Bug 91045

Summary: netconsole driver mishandles virtual memory page descriptors
Product: [Retired] Red Hat Linux Reporter: Allen Nuttle <anuttle>
Component: kernelAssignee: Ingo Molnar <mingo>
Status: CLOSED NEXTRELEASE QA Contact:
Severity: medium Docs Contact:
Priority: medium    
Version: 9CC: anderson
Target Milestone: ---   
Target Release: ---   
Hardware: All   
OS: Linux   
Whiteboard:
Fixed In Version: Doc Type: Bug Fix
Doc Text:
Story Points: ---
Clone Of: Environment:
Last Closed: 2003-07-05 07:59:40 UTC Type: ---
Regression: --- Mount Type: ---
Documentation: --- CRM:
Verified Versions: Category: ---
oVirt Team: --- RHEL 7.3 requirements from Atomic Host:
Cloudforms Team: --- Target Upstream Version:
Embargoed:

Description Allen Nuttle 2003-05-16 19:13:51 UTC
Description of problem:

I have tracked a problem in which "crash" claims that a matched
System.map/vmlinux and a netdump generated vmcore are mismatched to
problems in the netconsole driver.

In brief, the pages containing the symbols "smp_num_cpus" and
"linux_banner" were not being properly retrieved, along with other
pages.  This cause the contents of these locations to be invalid.

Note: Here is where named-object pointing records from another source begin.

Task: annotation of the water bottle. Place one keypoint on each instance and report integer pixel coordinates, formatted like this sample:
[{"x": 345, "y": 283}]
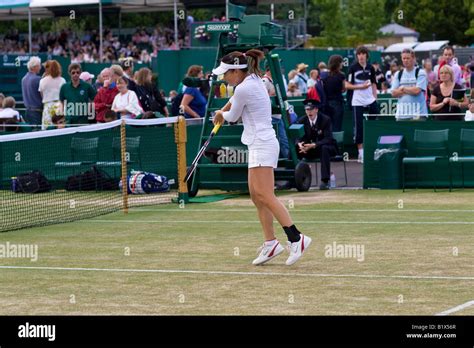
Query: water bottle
[
  {"x": 223, "y": 90},
  {"x": 332, "y": 181}
]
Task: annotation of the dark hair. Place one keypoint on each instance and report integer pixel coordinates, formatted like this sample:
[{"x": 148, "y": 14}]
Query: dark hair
[
  {"x": 251, "y": 57},
  {"x": 364, "y": 50},
  {"x": 448, "y": 48},
  {"x": 334, "y": 63},
  {"x": 74, "y": 66},
  {"x": 110, "y": 115},
  {"x": 56, "y": 118},
  {"x": 408, "y": 51}
]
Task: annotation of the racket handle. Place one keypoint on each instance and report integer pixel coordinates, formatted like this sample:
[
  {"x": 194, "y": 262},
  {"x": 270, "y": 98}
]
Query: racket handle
[{"x": 216, "y": 128}]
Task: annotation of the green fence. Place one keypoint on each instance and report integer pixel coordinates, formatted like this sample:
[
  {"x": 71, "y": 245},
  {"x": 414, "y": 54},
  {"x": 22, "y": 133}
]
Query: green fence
[{"x": 374, "y": 129}]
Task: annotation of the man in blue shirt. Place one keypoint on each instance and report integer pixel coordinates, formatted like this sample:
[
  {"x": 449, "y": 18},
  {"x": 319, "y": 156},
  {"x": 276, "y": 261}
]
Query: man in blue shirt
[
  {"x": 31, "y": 95},
  {"x": 409, "y": 86}
]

There are two reasons I see for not properly retrieving such pages:

  1) The code assumes that the physical to virtual address
      translation uses the identity function; in other words, the
      netdump server finds the number of phsical pages and the page
      size, then requests each phsical page, by specifying a page
      number in the interval [0, number of pages - 1] -- there is
      no attempt to return the kernel virtual address, as given by
      "page_address(page)"; at a minumum, the kva should be returned
      (possibly in the "info" field), better still would be to
      return the section mapping information, including the "flags"
      field so that the server is able to reflect this information
      in the vmcore file

  2) The code assumes that if "PageReserved(page)" is true, the page
      to be returned is to be zero filled, this actually typically
      is set for pinned pages; the right thing to do when this flag
      is set is to not map the page but just directly use the kva to
      access the data (after checking for a NULL kva)

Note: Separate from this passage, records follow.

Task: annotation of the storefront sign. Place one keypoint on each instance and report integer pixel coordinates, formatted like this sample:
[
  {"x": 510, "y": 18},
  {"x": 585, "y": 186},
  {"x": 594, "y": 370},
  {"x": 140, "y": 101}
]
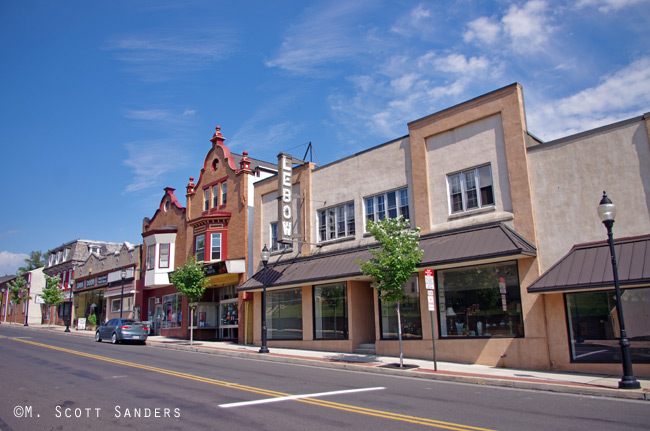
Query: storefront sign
[{"x": 285, "y": 210}]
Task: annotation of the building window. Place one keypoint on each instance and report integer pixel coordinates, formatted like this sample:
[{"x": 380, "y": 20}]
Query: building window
[
  {"x": 470, "y": 189},
  {"x": 594, "y": 328},
  {"x": 409, "y": 307},
  {"x": 224, "y": 193},
  {"x": 164, "y": 255},
  {"x": 172, "y": 315},
  {"x": 480, "y": 301},
  {"x": 331, "y": 312},
  {"x": 128, "y": 304},
  {"x": 151, "y": 252},
  {"x": 199, "y": 247},
  {"x": 336, "y": 222},
  {"x": 391, "y": 204},
  {"x": 275, "y": 245},
  {"x": 215, "y": 196},
  {"x": 284, "y": 314},
  {"x": 215, "y": 246}
]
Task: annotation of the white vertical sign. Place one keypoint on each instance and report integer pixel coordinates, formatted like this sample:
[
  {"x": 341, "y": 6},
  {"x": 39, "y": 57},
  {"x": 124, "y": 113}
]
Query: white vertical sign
[{"x": 285, "y": 198}]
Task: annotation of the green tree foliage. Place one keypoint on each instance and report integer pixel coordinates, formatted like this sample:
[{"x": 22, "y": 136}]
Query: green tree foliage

These problems could be at least partially addressed with minor
changes but a proper fix would probably involve slight changes to
the wire-level protocol.  If would be good to detect free pages of physical 
memory and to not bother returning these (!page->reserved
&& page->count != 0).  Also, empty_zero_page could be treated as a
special case, though this wouldn't come to much.

In the end, the best thing to do would probably be to find a better
example of another implementation of the equivalent logic and to be
certain netdump handles things at least as well.

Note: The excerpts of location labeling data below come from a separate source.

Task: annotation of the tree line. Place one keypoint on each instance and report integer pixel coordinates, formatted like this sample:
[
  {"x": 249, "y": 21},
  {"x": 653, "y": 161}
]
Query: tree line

Here is a patch that takes care of the problem with reserved pages:


static void send_netdump_mem (struct net_device *dev, req_t *req)
{
	int i;
	char *kaddr;
	char str[1024];
	struct page *page;
	unsigned long nr = req->from;
	int nr_chunks = PAGE_SIZE/1024;
	reply_t reply;
        int mapped = 0;
	
	reply.nr = req->nr;
	reply.info = 0;
	if (req->from >= max_mapnr) {
		sprintf(str, "page %08lx is bigger than max page # %08lx!\n", 
nr, max_mapnr);
		reply.code = REPLY_ERROR;
		send_netdump_skb(dev, str, strlen(str), &reply);
		return;
	}
	page = mem_map + nr;
	if (PageReserved(page)) {
                kaddr = page_address(page);
                if (kaddr == NULL) {
		        page = ZERO_PAGE(0);
	                kaddr = (char *)kmap_atomic(page, KM_NETDUMP);
                        mapped = !0;
                }
        } else {
	        kaddr = (char *)kmap_atomic(page, KM_NETDUMP);
                mapped = !0;
        }


	for (i = 0; i < nr_chunks; i++) {
		unsigned int offset = i*1024;
		reply.code = REPLY_MEM;
		reply.info = offset;
		send_netdump_skb(dev, kaddr + offset, 1024, &reply);
	}

        if (mapped != 0) {
	        kunmap_atomic(kaddr, KM_NETDUMP);
        }
}


Version-Release number of selected component (if applicable):

netdump-0.6.8-2


How reproducible:

every time


Steps to Reproduce:

1. trigger netdump
2. run crash against the resulting vmcore


Actual results:

crash fails to initialize


Expected results:

crash is able to make use of vmcore


Additional info:

Comment 1 Ingo Molnar 2003-07-05 07:59:40 UTC
We've solved this for the next product. The solution is to determine whether the
page is RAM backed or not - and always dump RAM backed pages. (device-side pages
are dangerous to be dumped - even reads can cause side-effects.)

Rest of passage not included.